Illustrirtes Familienblatt.Herausgeber Ernst Keil.


Wöchentlich bis 2 Bogen.0 Vierteljährlich 15 Ngr. – In Heften à 5 Ngr.



Ein Wort.


1.

Unser Schauplatz ist eine große Bauernschaft, wohl eine kleine Stunde lang. Es gehören zwei Rittergüter dazu, die an den entgegengesetzten Enden liegen, Haus Stromeck, das einer verwittweten Frau von Thorbach gehört, und Haus Mechtelbeck, dessen Besitzer in der nächsten Provincialhauptstadt als Officier lebt und sehr selten nach seinem Eigen zu schauen kommt. Dann gehören sehr große Bauernhöfe dazu und viele kleinere, ganze Erben und halbe Erben und Kotten.

Zu den größten zählt der Herbothof; der Bauer darauf hat ihn vor Jahren gekauft, er schreibt sich seitdem Hendrick Herbot, geborener Schulte Willhering. Er ist ein rascher, etwas hitziger Mann, auch wohl ein wenig zäh und gerieben, aber nicht störrischer und hartköpfiger, als es einem richtigen Bauer zukommt.

Und ein glücklicher Mann muß Bauer Herbot sein. Sein Haus steht, wie es allein gescheidt und vernünftig ist, mitten in seinem Besitzthum. Vor den Seitenthüren liegen links der Garten und rechts der Obstgarten mit Gaden und Backhaus darin; er hat beide Gärten sich just so groß abzäunen können, wie ihm irgend beliebt hat; hinter dem Hause ist der Bleichplatz am Bache, und jenseits des Baches liegen die Wiesen, und im Kranz darum herum die Holzung. Vor der Niederthür aber erstreckt sich das weite Feld für Sommer- und Winterfrucht, ein guter, gemischter Boden, der eine Mittelsorte Weizen, in nicht zu trockenen Jahren dagegen vortrefflichen Roggen trägt.

Erzählt man dem Bauer Herbot, daß nach altdeutschem Gesetz des Hofbesitzers Recht an die Mark so weit gehe, wie er den Hammer schleudern könne, so muß er herzlich lachen … er müßte zwanzig Mal den Hammer schleudern, um an seine nächste Grenze zu kommen.

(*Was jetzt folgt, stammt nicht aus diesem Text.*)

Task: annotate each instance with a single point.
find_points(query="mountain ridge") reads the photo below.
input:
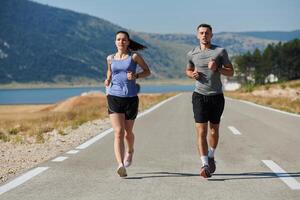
(40, 43)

An der langen Tenne sind die Viehstände rechts und links mit wohlgenährtem Rindvieh besetzt; in der wie eine Halle großen Küche glänzt das Geschirr und hängen an den Wihmbalken die reichen Wintervorräthe, und so viel ist gewiß, die alten Classiker, welche das Glück des Landmanns gepriesen haben, hätten in der Küche des Herbotbauern nur aufzuschauen brauchen, um vom Werth ihrer Philosophie durchdrungen zu werden.

Wer jedoch nicht ganz davon durchdrungen schien, das war der Bauer selbst, so schön auch eben gerade sein ländliches Heim dalag, denn eine warme, dem Westen sich zuneigende Nachmittagssonne strahlte zwischen goldumsäumten Wolken hindurch auf sein dunkles, altes Strohdach, und indem sie die Laubpartien der weitgeästeten Eichenwipfel, welche es umschatteten, auf’s Malerischste hervortreten ließ, schien sie sein Haus vergolden, es ihm in seinem ganzen Glanze zeigen zu wollen. Man konnte in der That nichts Idyllischeres, nichts, was mehr von einer stillen und friedenathmenden Poesie umwoben wäre, sehen, als dies einsam in seiner Eichen Mitte daliegende Bauernhaus.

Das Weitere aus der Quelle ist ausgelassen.